Some of these methods are extended during next lectures, where
classical and anomalous diffusion approximations to ruin probability
are discussed and extended to cases when the risk process exhibits good
and bad periods. The last three topics are related to one of the most
important aspects of the insurance business - premium calculation.
First, the basic concepts including the pure risk premium and various
safety loadings under different loss distributions are introduced.
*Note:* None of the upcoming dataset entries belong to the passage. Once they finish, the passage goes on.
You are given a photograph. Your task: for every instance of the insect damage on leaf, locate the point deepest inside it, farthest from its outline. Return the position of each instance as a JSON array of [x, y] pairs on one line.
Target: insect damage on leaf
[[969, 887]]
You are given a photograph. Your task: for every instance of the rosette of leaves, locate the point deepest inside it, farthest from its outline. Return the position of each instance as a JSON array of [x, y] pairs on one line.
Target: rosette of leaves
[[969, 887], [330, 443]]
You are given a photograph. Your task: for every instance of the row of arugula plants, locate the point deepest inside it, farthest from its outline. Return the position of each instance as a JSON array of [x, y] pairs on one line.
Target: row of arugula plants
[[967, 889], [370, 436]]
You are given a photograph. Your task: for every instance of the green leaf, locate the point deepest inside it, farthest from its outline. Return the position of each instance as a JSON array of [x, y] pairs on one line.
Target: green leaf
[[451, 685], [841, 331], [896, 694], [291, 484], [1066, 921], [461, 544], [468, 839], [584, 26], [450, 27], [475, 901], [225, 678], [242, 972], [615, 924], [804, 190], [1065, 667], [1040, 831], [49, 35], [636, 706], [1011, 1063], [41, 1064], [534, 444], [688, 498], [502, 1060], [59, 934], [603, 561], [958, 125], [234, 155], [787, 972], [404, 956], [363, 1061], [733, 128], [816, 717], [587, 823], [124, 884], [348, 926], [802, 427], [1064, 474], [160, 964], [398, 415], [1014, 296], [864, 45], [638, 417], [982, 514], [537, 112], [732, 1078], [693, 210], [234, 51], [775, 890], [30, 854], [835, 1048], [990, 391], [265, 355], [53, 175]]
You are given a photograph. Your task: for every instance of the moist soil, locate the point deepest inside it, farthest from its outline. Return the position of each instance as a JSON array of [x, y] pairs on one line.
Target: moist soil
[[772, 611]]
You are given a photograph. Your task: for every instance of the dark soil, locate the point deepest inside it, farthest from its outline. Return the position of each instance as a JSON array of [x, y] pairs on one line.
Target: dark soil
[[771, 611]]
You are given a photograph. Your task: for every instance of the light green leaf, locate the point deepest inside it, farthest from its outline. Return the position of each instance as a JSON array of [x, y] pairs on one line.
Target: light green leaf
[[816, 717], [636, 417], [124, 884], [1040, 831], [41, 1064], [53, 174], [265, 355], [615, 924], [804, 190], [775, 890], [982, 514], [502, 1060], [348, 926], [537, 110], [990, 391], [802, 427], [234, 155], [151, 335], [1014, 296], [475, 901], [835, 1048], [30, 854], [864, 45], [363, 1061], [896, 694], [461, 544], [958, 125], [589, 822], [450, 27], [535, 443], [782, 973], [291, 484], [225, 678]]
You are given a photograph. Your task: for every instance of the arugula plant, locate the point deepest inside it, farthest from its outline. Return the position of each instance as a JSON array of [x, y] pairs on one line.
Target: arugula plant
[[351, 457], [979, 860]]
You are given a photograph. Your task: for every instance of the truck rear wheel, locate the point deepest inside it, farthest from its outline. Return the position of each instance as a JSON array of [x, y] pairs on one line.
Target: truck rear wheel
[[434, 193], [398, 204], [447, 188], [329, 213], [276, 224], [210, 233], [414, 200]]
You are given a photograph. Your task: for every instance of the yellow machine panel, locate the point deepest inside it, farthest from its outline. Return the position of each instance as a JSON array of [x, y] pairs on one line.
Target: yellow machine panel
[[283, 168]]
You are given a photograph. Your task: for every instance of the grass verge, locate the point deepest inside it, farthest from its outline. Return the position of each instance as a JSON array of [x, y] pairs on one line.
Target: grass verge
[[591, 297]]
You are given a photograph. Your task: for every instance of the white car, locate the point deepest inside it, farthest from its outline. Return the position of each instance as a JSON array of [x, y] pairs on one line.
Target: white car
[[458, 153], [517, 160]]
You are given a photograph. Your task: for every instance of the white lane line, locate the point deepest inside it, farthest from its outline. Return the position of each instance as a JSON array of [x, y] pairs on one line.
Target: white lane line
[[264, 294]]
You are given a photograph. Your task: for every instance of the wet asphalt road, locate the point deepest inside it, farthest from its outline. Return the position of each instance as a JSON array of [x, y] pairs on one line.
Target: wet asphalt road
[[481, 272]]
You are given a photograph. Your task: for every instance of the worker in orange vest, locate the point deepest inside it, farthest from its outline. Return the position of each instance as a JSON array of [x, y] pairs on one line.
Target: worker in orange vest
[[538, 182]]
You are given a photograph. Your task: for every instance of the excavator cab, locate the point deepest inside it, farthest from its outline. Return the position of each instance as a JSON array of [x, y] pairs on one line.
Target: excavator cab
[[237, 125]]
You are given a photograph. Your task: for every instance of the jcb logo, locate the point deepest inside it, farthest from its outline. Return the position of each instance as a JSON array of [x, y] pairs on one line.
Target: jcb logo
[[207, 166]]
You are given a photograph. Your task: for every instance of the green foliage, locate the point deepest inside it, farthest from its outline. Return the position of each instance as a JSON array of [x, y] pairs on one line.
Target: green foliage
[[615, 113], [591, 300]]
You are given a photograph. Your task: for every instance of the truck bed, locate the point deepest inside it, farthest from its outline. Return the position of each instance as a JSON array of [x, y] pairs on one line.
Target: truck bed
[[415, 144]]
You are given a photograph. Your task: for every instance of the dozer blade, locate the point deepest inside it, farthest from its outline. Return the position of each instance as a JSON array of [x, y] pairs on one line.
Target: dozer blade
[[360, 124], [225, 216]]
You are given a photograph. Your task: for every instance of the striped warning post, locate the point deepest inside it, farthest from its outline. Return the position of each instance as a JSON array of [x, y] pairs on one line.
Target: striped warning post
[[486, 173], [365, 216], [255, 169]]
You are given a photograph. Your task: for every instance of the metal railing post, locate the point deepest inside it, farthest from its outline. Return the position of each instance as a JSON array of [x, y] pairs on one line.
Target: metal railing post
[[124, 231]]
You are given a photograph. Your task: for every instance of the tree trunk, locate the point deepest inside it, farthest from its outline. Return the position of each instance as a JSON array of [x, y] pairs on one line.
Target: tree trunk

Calculation of a joint premium for a portfolio of insurance policies in
the individual and collective risk models is discussed as well. The
inclusion of deductibles into premium calculation is the next topic
discussed. The last lectures of the insurance part deal with setting
the appropriate level of insurance premium within a broader context of
business decisions, including risk transfer through reinsurance and the
rate of return on capital required to ensure solvability.
Literature
- Cizek, Härdle, Weron (2005) "Statistical Tools for Finance and
Insurance" Springer Verlag.
- Härdle, Klinke, Müller (1999) "XploRe Learning Guide, Springer
Verlag"
- Klugman, Panjer and Willmot (1998)Loss Models: From Data to
Decisions, Joh Wiley & Sons.
- Härdle, Simar (2003)Applied Multivariate Statistical Analysis,
Springer Verlag.
- Franke, Härdle, Hafner (2004)Statistics of Financial Markets,
Springer Verlag.
- Härdle, Kleinow, Stahl (2002) Applied Quantitative Finance,
Springer Verlag.
- Härdle, Hlavka, Klinke (2000) XploRe Application Guide, Springer Verlag.